Nile Southern is a writer and filmmaker whose book The Candy Men: The Rollicking Life and Times of the Notorious Novel CANDY was awarded Book of the Year for Creative Non-Fiction in Colorado. He has edited numerous books, including Yours in Haste and Adoration: Selected Letters of Terry Southern (with Brooke Allen), Now Dig This: The Unspeakable Writings of Terry Southern 1950-1995 (with Josh Alan Friedman), and The Hipsters (2021, Antibook). He has written for various magazines, including Stop Smiling, The National Herald, and Cineaste. He was an editor for Fiction Collective 2, and his work has appeared in O-Blek and Black Scat. His screen-based novella, The Anarchivists of Eco-Dub (1996), was the most downloaded e-book from Black Ice Books. He is currently working on a personal documentary film, Dad Strangelove, Or, How I Learned to Stop Worrying and Love Terry Southern. Nile also manages the TS literary estate.

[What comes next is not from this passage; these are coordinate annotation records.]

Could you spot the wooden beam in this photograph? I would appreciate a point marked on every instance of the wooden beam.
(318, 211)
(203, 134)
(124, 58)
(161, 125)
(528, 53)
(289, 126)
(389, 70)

Adam Cooper was born in London, England in the 1960s. His early life was a crazy one, spent with his father, Michael Cooper, a very respected photographer of the cultural explosion in both London and the U.S. As a child, Adam spent time with the likes of the Stones and the Beatles until his father passed away in 1973.

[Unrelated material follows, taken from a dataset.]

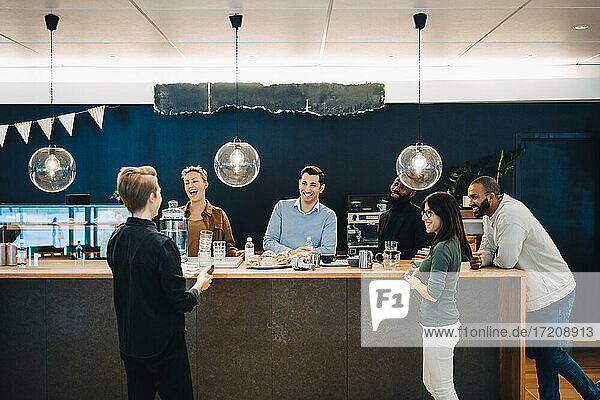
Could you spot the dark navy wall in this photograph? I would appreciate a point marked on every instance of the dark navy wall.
(357, 153)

When Adam was 16 years old, the phone rang. It was Sandy Lieberson, a close friend of the family and iconic producer, offering him the opportunity to work on the feature film he was producing. That was only the beginning. To date, Adam has worked on over 42 feature films, and thousands of commercials, documentaries, and music videos as Director of Photographer and Producer.

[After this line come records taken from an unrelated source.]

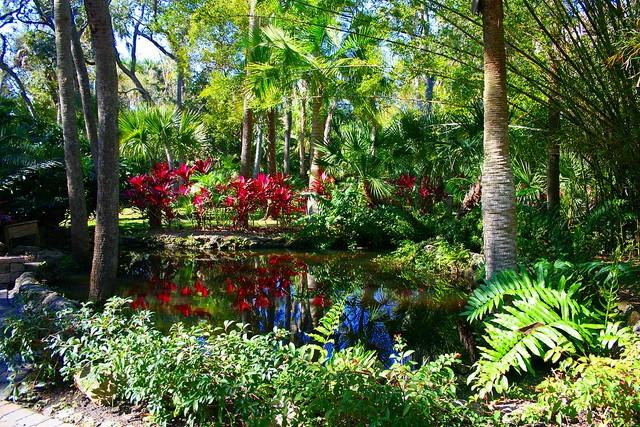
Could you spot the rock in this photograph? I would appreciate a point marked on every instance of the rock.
(27, 287)
(26, 278)
(17, 268)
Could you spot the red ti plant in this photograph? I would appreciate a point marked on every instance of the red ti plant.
(274, 194)
(154, 193)
(323, 185)
(405, 186)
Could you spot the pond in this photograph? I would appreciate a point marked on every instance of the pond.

At 18 years old, Adam received his inheritance of his father’s estate including all of Michael’s original photographic negatives. Since then, Adam has represented his father’s work at the best photographic galleries across the globe, staged multiple exhibitions, and produced seven books about Michael’s work. His latest books include “Butterfly in the Park,” about Brian Jones, and “Chicago 1968.”